Munie de son ticket, Lucienne attend calmement l’arrivée de son train. Dans quelques minutes, elle s’installera dans le wagon, accompagnée d’un soignant. Destination: la campagne normande et son bocage verdoyant. Vingt minutes de trajet avec arrêt dans plusieurs gares et paysage varié défilant à la fenêtre. Tranquillement installée sur sa banquette, Lucienne semble apprécier la sortie. Elle a même emporté son tricot…

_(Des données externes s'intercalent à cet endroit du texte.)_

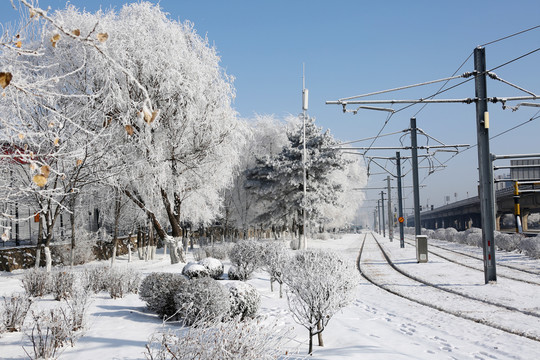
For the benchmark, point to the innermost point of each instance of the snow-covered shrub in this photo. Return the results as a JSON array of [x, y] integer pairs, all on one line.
[[275, 257], [449, 234], [14, 309], [473, 237], [158, 291], [202, 299], [323, 236], [95, 278], [218, 251], [232, 274], [428, 232], [230, 340], [245, 299], [36, 282], [213, 266], [194, 270], [320, 283], [83, 252], [439, 234], [199, 254], [77, 307], [49, 333], [122, 281], [507, 242], [62, 283], [531, 246], [246, 258]]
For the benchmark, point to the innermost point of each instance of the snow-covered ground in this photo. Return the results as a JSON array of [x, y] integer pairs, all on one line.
[[377, 325]]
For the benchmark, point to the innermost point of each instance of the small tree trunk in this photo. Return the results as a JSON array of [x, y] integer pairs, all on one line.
[[48, 259], [152, 242], [72, 221], [129, 247], [164, 249], [175, 250], [146, 246], [40, 242], [319, 335], [117, 208], [139, 243]]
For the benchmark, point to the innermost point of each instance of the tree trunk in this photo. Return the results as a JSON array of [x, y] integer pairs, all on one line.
[[319, 335], [139, 243], [173, 217], [72, 221], [157, 225], [117, 208], [40, 242], [48, 259], [151, 242], [129, 247]]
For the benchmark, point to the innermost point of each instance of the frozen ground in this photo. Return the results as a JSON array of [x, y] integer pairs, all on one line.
[[377, 325]]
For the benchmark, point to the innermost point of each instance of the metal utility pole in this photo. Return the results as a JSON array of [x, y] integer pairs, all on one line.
[[379, 215], [400, 200], [416, 186], [485, 169], [304, 155], [390, 217], [382, 212]]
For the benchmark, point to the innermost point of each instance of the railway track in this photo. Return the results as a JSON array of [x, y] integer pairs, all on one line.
[[504, 270], [376, 266]]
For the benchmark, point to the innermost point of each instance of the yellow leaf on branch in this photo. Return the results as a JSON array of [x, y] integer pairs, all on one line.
[[102, 37], [39, 180], [129, 129], [45, 171], [55, 39], [5, 79]]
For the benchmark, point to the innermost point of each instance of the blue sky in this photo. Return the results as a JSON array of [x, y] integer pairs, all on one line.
[[356, 47]]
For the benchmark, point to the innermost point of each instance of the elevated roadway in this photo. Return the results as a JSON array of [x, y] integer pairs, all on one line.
[[465, 214]]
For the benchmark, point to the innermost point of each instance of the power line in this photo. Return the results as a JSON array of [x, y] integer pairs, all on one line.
[[515, 59], [509, 36]]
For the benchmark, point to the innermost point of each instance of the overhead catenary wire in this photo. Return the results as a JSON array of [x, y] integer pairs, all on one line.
[[406, 87], [511, 35]]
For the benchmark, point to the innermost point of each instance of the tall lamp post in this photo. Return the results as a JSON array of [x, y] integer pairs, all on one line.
[[304, 156]]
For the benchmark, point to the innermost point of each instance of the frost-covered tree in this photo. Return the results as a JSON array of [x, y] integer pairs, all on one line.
[[352, 178], [245, 256], [278, 179], [320, 283], [53, 142], [165, 96], [275, 257], [266, 137]]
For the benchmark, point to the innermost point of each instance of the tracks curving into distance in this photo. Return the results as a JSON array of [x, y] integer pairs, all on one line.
[[379, 270], [511, 272]]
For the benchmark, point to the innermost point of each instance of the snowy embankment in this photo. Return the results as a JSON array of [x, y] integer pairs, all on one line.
[[377, 325]]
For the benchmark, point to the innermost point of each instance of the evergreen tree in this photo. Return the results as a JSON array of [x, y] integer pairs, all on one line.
[[278, 179]]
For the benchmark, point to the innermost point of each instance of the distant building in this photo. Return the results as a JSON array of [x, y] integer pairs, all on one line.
[[530, 171]]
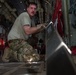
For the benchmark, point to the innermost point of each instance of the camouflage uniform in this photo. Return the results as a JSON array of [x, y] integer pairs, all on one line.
[[20, 50]]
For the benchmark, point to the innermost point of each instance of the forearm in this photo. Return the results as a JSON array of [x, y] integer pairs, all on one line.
[[32, 30]]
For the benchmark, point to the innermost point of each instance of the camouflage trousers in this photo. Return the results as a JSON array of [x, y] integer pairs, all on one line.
[[20, 50]]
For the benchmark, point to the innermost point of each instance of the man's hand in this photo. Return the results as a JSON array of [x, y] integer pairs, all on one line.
[[42, 26]]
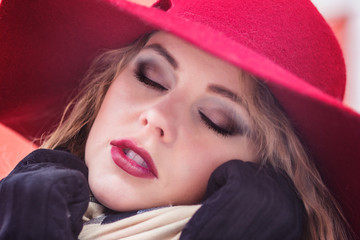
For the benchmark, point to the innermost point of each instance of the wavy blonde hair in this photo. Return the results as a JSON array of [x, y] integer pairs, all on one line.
[[272, 134]]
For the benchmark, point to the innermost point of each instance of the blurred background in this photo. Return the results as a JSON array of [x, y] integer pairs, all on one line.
[[342, 15]]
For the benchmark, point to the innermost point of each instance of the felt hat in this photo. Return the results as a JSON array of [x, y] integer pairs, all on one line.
[[46, 47]]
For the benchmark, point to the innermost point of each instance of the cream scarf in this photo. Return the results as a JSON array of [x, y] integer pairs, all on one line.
[[163, 223]]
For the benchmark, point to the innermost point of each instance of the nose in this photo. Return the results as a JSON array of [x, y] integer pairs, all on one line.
[[160, 121]]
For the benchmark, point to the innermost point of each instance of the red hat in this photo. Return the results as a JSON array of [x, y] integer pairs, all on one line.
[[46, 47]]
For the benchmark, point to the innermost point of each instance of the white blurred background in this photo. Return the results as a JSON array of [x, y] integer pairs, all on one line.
[[344, 17]]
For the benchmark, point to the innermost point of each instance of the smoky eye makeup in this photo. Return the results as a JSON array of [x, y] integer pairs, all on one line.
[[147, 75], [223, 121], [151, 72]]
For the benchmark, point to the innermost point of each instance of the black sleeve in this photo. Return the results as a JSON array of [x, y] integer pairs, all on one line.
[[244, 201], [44, 197]]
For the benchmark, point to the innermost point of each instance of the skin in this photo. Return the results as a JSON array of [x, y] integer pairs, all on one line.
[[167, 124]]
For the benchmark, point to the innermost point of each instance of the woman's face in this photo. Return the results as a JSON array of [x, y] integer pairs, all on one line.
[[168, 120]]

Ce voyage n’est pourtant qu’illusion : un périple virtuel organisé pour les patients Alzheimer ou déments ayant un besoin irrépressible de partir, de fuir une réalité oppressante. Afin de calmer cette envie de départ, l'équipe soignante les emmène en voyage ! « C’est une forme de fugue organisée, explique Emmanuelle Tiry, directrice de l’EHPAD Notre Dame de la Treille à Valenciennes, qui expérimente cette thérapie du voyage dans son nouvel établissement. Le besoin de partir est très fréquent chez les patients atteints d’Alzheimer. Ils errent sans but réel dans les couloirs pour fuir l’enfermement et peuvent parcourir jusqu’à dix kilomètres par jour. Ce qui les,laisse dans un état d’épuisement important. Pour calmer ce besoin de partir, nous les emmenons en voyage. » Une pièce du rez-de-chaussée a été aménagée en hall de gare, dans le pôle d’activité de l’EHPAD. L’horloge, la banquette en bois et le guichet semblent plus vrais que nature. Sur le quai, les portières du wagon s’ouvrent pour laisser accès au compartiment : banquettes rembourrées, étagères à bagages, et paysage défilant sur un écran… L’illusion est totale.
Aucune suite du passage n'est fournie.